Your question does raise a couple of interesting questions and issues that buyers may go through when buying a home. In many parts of the country real estate contracts may contain a provision allowing a buyer time to have a home professionally inspected. If the buyer performs that inspection and does not like what he sees, then the buyer is allowed to walk from the deal.

There are times that buyers forget or don’t know that certain inspections may take time and that time may cause them to go beyond the dates for the inspection in the contract. These other useful and necessary inspections may be for radon gas, water testing or lead in the soil or water of a home. If you’re buying a home, you may want to schedule these tests early in the process and make sure that you have ample time to obtain the results. You want as much knowledge about the condition of the home to make an informed decision about whether to proceed with the home purchase.

When you order inspections (that are outside the usual course of a home inspector going to the home and taking a look around), you need to know how long you need to wait before getting the inspection reports. Some tests and reports may take up to five or so days to get back.

You may have made a wise decision not moving forward on your deal on the basis of the information your seller told you about contaminants in the water for your home, but you probably should have been planning to test the well water for your prospective home earlier in the process. It’s not unusual for home buyers to test the source of their future water when that water comes from a well. In some parts of the country, sellers may be required to deliver copies of recent well water test reports (though it appears your seller may not have been required to deliver those test reports to you).

We’re not sure of the process you took in deciding to cancel the purchase of your home. But it appears that you may have ordered the water tests and canceled the deal before you received the test results. If that was the case and you ordered the test results, those test results should have gone to you. Then it would have been up to you to disclose those results to the seller or not.

If you did disclose the results to the seller, the seller would have had the report and could have delivered it to the buyer. It’s rather hard for you to protect the information you received once that information was given to the seller. However, if the information was ordered by you and delivered to your real estate agent, your real estate agent ordinarily should not deliver information you may have ordered and give it to the sellers.

Finally, in many parts of the country, sellers are required to disclose known defects in a home. It would seem that the contaminants in the water may fall within that category if the levels are high enough and the seller disclosure form should have detailed that problem for you to see. If your state has a seller disclosure form and you received it, take a look and see if the water issue was disclosed. If it was disclosed, you were put on notice.

If the water issue wasn’t disclosed to you and should have been disclosed, your seller disclosure laws may provide that you may be entitled to some reimbursement for some of your costs from the seller.

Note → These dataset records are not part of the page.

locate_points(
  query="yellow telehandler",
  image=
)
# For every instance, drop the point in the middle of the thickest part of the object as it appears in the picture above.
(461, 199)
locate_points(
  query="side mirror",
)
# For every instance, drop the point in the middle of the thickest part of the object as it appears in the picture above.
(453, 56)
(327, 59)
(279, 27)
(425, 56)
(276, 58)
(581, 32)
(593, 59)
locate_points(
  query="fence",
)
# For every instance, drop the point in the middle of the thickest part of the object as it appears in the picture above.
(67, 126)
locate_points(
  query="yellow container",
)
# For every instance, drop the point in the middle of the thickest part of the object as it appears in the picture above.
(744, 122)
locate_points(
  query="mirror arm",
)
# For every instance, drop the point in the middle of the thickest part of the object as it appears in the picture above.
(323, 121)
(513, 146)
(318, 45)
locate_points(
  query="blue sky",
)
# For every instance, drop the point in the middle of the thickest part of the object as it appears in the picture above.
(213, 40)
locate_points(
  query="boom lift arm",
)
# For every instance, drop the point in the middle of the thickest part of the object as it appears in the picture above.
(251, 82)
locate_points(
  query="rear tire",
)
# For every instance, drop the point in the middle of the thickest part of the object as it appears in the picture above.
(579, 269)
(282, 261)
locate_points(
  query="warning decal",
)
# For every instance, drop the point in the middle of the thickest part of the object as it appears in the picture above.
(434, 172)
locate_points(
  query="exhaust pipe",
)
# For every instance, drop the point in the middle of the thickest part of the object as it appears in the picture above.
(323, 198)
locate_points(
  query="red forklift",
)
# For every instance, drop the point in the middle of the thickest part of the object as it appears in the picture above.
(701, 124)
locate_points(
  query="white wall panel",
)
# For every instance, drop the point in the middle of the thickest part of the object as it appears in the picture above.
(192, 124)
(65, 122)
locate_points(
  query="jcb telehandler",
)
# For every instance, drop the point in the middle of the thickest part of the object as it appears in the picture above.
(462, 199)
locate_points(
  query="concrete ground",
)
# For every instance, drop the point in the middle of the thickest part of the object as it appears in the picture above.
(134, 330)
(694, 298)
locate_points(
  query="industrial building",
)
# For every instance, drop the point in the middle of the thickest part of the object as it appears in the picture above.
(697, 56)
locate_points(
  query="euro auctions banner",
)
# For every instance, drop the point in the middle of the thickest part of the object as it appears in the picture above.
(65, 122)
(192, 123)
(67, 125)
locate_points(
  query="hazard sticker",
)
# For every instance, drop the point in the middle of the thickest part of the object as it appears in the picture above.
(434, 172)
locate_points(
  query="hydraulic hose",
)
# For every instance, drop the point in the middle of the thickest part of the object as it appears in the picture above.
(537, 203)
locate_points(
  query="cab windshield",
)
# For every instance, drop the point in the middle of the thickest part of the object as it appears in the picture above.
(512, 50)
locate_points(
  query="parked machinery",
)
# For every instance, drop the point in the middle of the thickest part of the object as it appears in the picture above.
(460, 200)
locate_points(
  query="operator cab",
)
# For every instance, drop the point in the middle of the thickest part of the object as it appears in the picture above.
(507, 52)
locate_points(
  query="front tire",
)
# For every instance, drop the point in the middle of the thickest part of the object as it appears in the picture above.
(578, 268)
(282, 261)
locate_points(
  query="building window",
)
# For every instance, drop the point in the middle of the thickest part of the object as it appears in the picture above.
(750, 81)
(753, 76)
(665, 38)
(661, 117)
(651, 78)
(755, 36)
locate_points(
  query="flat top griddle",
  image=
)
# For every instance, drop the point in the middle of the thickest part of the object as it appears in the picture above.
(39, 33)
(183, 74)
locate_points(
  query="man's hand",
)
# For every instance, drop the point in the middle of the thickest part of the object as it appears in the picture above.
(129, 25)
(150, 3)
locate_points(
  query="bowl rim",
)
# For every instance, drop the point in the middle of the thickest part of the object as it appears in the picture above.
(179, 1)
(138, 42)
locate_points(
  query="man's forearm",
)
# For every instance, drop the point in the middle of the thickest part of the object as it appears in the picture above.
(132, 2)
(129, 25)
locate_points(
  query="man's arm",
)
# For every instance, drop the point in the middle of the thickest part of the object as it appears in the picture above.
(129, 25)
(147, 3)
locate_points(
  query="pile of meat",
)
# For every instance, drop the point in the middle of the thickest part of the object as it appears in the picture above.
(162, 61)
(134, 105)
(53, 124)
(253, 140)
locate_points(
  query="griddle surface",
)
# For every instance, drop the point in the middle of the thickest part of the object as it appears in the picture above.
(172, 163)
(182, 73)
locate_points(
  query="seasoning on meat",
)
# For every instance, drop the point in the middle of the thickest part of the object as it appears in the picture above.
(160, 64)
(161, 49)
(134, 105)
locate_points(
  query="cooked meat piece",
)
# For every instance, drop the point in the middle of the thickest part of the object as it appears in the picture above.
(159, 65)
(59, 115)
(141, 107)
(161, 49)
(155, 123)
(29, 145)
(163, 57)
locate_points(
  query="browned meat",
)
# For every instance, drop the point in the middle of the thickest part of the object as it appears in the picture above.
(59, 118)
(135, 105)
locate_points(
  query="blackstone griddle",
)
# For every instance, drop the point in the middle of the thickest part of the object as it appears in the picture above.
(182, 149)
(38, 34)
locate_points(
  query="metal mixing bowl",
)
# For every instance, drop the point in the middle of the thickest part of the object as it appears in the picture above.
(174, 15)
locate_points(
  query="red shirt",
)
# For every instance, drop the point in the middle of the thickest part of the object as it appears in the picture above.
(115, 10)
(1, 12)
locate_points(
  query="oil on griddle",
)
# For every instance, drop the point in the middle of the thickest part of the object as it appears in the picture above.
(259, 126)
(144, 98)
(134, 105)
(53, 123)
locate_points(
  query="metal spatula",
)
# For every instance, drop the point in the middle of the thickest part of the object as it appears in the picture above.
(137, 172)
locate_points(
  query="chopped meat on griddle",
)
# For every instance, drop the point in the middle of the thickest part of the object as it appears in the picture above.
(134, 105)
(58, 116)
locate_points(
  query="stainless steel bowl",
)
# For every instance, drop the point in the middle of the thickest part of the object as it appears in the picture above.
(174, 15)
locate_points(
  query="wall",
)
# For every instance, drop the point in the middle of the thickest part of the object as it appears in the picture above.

The laws of each state differ and you may have little recourse with your seller, but you may want to check it out or talk to a real estate attorney further about your options.

However, given that the seller was selling you the home in a short sale, it’s unlikely that the seller has much money to even pay for the report you ordered even if he or she might otherwise be obligated to you for that cost.

Sometimes, you just have to move on and buy the home that is right for you even if circumstances might have benefited others that came after you.